Due to some unfortunate circumstances (and my imperfect time management), I was unable to conduct any interviews for today’s article. However, I would like to share an experience of my own that is relevant to the purpose of this column — that is, to encourage interconnections between different types of people, to combat the tunnel vision that often becomes the student’s routine and to remind everyone (including myself, of course) that we live among diverse and complex subgroups that often go unnoticed or ignored in our daily lives. So, here’s the story.
I’m from the rural suburbia of southeast Pennsylvania, where neighbors don’t know each other’s names and the only opportunities to interact with total strangers are trips to the grocery store. It is a quaint area, but a bit stuffy.
I spent my summer working in Denver, Colo. Thrown into a mix of hundreds of thousands of people, the opportunities I had to connect with strangers increased exponentially in Denver. I would pass hundreds of people each day riding the bus, taking the tram or walking the streets (as it goes in cities).
However, most of these encounters happened in silence. In fact, most of them didn’t involve eye contact at all. With a few exceptions, everyone in transit existed in their own microcosms, eyes glued to their shoes and cellphones glued to their ears. My encounters with these Denverites weren’t encounters at all, really. I found this surprising and perhaps a little annoying, but not upsetting.
What upset me was the way passers-by treated homeless individuals. Everyday, dozens of haggard men and women line the sidewalk of the city’s main street. Some held signs, asking for money or help of some sort. Some just sat there, watching the flow of pedestrian traffic. Even though these individuals were a part of the Denver community by the simple fact of their presence, they were unacknowledged. Despite their suffering and humiliation, they were scorned. The homeless were invisible to the hundreds of people who passed them each day (there were probably some exceptions, but I did not witness any myself).
The abuse inflicted upon the homeless of Denver is not physical or verbal. It is an even graver abuse: the dehumanization that results from being completely ignored and forgotten.
At the beginning of my time in Denver, I found myself reacting to homeless individuals like most everyone else. I would avert my eyes or quicken my pace. I’m not quite sure why. Was I afraid they would hurt me? Was I embarrassed of my relatively privileged life? Whatever the reason, this shameful gut reaction horrified me.
I was walking back home from work one day when a red light stopped me at a busy intersection. There was a man lying on a mattress of flattened cardboard boxes near the curb two or three feet away from me. He did not seem sick or drunk or dangerous. I stood there for a minute, waiting for the light to change, never saying a word to the man but wanting to. I felt paralyzed.
When the light turned green, I crossed the road. On the other side, I saw the man. He was still lying there and people continued to pass him without a glance, as if there was nothing bizarre or sad about a man taking his afternoon nap on the curb of one of the busiest intersections in the city.
I stood on the other side of the street for several minutes, feeling the various consequences of my decision to say nothing to the man. I did not go back across the street. However, I decided I would henceforth try to disregard the barrier of fear and discomfort that was preventing me from connecting with individuals such as the napping man.

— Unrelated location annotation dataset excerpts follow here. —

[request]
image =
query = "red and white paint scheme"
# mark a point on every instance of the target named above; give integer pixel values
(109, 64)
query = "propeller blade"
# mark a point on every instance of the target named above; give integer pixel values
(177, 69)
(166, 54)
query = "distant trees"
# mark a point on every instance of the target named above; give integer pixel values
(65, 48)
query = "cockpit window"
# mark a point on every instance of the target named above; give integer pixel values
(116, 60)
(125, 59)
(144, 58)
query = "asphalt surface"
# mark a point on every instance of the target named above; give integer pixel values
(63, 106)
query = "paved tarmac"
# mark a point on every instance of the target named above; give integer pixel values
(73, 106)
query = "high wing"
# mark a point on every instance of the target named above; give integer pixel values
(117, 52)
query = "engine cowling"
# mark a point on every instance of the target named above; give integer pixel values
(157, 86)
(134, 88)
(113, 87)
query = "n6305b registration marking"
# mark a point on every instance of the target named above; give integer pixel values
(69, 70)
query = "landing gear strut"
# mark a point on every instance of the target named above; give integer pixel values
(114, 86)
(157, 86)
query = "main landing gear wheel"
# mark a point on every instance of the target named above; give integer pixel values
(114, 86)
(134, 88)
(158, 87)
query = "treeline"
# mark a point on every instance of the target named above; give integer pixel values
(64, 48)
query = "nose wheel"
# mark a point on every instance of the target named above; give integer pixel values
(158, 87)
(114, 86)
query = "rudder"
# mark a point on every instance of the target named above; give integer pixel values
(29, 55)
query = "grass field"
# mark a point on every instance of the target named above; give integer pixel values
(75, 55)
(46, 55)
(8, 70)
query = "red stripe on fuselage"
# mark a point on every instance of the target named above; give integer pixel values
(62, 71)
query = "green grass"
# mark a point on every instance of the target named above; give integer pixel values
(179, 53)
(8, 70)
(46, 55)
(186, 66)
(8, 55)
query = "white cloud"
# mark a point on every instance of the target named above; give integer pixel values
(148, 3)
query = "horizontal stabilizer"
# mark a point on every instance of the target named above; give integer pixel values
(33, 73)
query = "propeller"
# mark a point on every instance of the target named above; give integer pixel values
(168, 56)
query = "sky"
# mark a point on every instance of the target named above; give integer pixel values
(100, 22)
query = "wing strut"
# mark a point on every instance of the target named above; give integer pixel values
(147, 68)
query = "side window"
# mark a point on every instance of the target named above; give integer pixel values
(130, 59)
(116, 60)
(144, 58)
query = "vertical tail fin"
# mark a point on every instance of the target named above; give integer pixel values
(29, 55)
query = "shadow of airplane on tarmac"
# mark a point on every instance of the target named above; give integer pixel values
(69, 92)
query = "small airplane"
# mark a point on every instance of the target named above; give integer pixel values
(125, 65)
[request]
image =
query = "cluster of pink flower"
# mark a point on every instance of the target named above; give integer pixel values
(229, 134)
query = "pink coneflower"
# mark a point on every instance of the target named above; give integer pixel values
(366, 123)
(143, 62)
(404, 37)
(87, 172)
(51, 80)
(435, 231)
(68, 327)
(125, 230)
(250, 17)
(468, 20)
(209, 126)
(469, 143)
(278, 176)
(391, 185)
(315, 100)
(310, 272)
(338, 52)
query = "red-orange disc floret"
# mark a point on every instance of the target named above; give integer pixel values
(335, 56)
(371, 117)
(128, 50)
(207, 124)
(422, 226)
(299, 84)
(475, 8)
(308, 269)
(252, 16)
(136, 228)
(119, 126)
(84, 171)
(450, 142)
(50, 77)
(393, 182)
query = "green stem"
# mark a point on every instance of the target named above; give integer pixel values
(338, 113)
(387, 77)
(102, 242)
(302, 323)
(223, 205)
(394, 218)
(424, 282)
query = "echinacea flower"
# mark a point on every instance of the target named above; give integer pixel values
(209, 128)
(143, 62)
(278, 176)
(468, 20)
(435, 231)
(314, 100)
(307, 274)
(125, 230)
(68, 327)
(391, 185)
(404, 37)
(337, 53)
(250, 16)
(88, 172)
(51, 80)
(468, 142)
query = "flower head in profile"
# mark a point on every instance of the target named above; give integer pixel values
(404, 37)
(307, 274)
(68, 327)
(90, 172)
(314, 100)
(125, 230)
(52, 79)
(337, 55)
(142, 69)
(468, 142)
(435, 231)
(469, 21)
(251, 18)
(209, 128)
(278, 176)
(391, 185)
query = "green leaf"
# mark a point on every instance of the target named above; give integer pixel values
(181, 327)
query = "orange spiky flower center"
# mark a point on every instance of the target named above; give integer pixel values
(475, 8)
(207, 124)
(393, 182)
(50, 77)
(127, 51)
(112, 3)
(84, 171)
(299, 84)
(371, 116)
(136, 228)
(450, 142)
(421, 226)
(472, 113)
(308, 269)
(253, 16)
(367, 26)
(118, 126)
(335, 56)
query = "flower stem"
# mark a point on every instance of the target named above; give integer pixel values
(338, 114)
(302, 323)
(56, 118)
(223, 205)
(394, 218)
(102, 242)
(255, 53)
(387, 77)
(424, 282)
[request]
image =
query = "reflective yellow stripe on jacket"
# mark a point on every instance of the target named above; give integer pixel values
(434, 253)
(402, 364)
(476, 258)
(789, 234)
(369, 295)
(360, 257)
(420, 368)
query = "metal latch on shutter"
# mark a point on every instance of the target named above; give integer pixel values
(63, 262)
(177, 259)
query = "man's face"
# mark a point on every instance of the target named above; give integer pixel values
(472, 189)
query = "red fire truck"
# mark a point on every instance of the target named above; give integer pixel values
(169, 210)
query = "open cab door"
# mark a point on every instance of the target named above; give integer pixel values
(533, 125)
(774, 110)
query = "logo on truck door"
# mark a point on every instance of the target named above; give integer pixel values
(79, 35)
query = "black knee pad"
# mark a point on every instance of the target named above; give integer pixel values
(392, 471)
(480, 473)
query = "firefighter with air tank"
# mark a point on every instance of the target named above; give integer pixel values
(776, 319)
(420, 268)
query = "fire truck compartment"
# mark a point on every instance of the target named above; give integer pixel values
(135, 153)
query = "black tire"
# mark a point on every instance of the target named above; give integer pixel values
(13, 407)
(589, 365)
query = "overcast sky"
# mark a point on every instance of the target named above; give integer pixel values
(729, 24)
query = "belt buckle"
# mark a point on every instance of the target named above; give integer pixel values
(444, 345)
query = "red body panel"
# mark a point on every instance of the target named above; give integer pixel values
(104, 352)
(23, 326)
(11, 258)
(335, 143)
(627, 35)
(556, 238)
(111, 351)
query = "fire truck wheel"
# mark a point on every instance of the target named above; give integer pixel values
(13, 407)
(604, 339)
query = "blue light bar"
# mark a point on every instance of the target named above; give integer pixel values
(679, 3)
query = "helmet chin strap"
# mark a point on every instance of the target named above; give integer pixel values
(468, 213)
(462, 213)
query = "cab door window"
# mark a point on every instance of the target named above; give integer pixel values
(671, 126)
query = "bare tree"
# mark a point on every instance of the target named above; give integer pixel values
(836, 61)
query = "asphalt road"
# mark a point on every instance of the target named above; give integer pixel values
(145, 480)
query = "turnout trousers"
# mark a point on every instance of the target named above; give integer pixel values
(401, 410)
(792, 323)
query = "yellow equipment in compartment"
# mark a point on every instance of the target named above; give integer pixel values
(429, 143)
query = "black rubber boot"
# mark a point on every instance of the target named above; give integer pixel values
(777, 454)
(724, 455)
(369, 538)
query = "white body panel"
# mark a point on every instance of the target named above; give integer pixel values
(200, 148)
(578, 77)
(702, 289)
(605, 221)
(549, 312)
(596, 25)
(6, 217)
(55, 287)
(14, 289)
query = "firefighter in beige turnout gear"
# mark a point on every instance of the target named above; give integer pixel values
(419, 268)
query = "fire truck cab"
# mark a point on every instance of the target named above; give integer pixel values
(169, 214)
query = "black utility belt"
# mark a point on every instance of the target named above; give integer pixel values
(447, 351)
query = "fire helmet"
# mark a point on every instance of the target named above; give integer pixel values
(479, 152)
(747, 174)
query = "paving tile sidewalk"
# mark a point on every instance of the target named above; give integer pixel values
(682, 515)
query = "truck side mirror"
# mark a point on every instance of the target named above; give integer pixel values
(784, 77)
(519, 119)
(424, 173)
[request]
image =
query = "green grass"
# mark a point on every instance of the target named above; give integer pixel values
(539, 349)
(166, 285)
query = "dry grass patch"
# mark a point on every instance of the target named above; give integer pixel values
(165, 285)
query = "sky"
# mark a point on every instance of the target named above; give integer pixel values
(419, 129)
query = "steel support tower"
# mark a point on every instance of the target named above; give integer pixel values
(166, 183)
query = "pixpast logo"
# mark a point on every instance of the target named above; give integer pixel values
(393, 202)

This conscious choice led me to meet Anthony Neighbors, 55, a Vietnam war veteran who was shot and stabbed while saving 21 of his fellow soldiers during a battle, and his brother Ben, 76, who liked to dance and do pushups to street musicians’ music. Anthony, a deep bass in the gospel choir of his church, led me in a few verses of “Lean on Me.”
By choosing to disregard the paralyzing fear and discomfort I felt one night when considering sitting on a bench next to a grizzled, mustachioed man, I met Clement Rogers, hitchhiker extraordinaire. His stories of hitching across America inspired a bit of wanderlust in my own mind.
Another night, I passed by a man holding a sign upon which was written: “Traveling, anything helps.” Turning back, I asked him where he traveling. We talked for two hours, during which he told both funny and heartbreaking stories and gave me many bits of advice (“Women just need you to talk to, to support them. They don’t want you to solve their problems for them”).
It can be difficult to reach out to someone who seems so different. It can even be difficult to say hello to someone who doesn’t seem so different from you at all (when was the last time you looked into the eyes of a stranger you were passing on campus and greeted them?). However, it is worth it to do so. Of course, sometimes we need to get from point A to point B as fast as possible. But when you can, reach out. Everyone has a story that is worth hearing.